А ты уверен, Шустряк? Почему ж тогда их столько по дорогам бегает?
Н-ну, это, э-э, мистер Справочная, ды-дак Война же ж, новых машин-то счас не строят, нам всем нужно холить наше Старое-Надежное, чтоб как часы, а то в тылу-то не то чтоб очень много механиков осталось, вдоба-авок бензин хомячить не надо, а эту наклейку «А» держать на видном месте в правом нижнем…
Шустряк, маленький ты дурачина, удрал на очередную свою бессмысленную и ретроградскую прогулку. А ну быстро к стрелке. Вот где разошлись тропы. Видишь, вон человек. На нем белый капюшон. Коричневые ботинки. Хорошая улыбка, только ее никто не видит. Никто ее не видит потому, что его лицо всегда в потемках. Но он хороший человек. Он стрелочник. Он так называется потому, что дергает за рукоятку, которая управляет стрелкой. И мы едем в Счастьвилль, а не в Болырад. Сиречь «Der Leid-Stadt», так его немцы зовут. Про Ляйдштадт есть гаденькая поэмка, написал один немец по имени мистер Рильке.
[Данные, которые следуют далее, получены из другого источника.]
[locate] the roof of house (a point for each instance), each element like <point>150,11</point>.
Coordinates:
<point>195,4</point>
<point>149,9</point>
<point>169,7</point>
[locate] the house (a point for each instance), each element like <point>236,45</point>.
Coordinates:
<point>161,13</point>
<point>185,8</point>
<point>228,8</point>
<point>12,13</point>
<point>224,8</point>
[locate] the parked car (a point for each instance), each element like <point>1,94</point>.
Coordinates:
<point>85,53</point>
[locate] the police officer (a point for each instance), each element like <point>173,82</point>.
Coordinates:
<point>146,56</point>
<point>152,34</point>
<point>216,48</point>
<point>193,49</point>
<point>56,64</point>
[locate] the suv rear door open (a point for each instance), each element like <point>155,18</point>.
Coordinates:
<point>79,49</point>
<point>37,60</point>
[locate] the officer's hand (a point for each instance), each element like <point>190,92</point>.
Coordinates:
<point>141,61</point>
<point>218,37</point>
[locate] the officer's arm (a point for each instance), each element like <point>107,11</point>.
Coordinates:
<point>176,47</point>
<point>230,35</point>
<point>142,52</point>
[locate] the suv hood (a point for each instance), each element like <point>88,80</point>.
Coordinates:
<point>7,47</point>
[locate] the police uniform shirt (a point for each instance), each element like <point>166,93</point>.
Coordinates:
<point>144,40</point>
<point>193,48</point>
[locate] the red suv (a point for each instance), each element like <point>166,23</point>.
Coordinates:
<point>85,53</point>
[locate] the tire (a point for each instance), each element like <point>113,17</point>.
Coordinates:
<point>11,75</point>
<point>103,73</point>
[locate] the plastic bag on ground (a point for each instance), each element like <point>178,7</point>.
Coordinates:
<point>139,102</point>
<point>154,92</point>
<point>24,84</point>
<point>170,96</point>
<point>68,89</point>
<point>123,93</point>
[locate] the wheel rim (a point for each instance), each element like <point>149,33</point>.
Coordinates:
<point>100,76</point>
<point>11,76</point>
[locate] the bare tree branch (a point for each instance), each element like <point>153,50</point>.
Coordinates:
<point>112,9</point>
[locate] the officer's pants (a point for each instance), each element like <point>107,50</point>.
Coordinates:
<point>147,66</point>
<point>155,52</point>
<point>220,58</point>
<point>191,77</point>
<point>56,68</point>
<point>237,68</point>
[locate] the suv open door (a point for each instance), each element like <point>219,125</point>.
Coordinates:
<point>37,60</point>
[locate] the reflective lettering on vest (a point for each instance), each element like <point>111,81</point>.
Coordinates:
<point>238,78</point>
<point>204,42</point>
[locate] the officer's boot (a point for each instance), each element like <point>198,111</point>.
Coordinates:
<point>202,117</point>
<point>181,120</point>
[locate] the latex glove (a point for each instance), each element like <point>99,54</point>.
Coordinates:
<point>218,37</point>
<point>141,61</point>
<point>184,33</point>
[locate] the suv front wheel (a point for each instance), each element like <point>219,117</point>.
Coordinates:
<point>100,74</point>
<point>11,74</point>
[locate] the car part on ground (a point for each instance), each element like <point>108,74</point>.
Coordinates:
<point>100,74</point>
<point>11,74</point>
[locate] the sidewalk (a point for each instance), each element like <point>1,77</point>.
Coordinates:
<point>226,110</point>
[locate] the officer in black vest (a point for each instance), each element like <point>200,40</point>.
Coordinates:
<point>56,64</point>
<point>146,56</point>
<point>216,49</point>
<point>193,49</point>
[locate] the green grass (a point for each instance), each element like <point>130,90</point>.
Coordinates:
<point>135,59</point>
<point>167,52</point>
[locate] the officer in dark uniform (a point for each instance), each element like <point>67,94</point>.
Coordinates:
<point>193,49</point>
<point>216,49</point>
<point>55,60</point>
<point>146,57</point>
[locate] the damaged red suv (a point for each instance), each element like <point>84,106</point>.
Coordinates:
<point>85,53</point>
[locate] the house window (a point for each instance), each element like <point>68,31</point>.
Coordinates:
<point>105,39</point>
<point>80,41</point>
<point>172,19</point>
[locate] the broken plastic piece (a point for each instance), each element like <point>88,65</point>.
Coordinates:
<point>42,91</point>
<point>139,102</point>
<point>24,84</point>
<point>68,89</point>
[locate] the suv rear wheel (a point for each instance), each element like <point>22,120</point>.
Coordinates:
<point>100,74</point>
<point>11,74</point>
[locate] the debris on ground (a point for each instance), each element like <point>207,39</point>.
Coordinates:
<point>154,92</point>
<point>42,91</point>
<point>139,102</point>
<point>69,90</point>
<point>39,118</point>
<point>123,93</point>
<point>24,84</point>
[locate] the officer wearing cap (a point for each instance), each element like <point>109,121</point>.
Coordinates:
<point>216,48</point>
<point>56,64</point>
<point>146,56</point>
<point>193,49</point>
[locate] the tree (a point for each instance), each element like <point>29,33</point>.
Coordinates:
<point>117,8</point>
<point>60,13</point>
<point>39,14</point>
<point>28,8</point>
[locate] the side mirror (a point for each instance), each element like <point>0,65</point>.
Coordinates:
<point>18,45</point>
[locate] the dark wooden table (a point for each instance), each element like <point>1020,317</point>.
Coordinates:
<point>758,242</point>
Но читать мы ее не будем, потому что мы — мы едем в Счастьвилль. Стрелочник нам это устроил. Ему вообще можно почти не работать. Курбель очень мягко ходит, легко толкать. Даже ты б сумел толкнуть, Шустряк. Если б знал, где курбель. Но посмотри, сколько стрелочник наработал — и всего-то одним малюсеньким толчком. Отправил нас до самого Счастьвилля, а ни в какой не Болырад. Это потому что он знает, где стрелки и где курбель. Он единственный, кто работает мало, а нарабатывает по всему миру много. Смог и тебя направить на верный путь, Шустряк.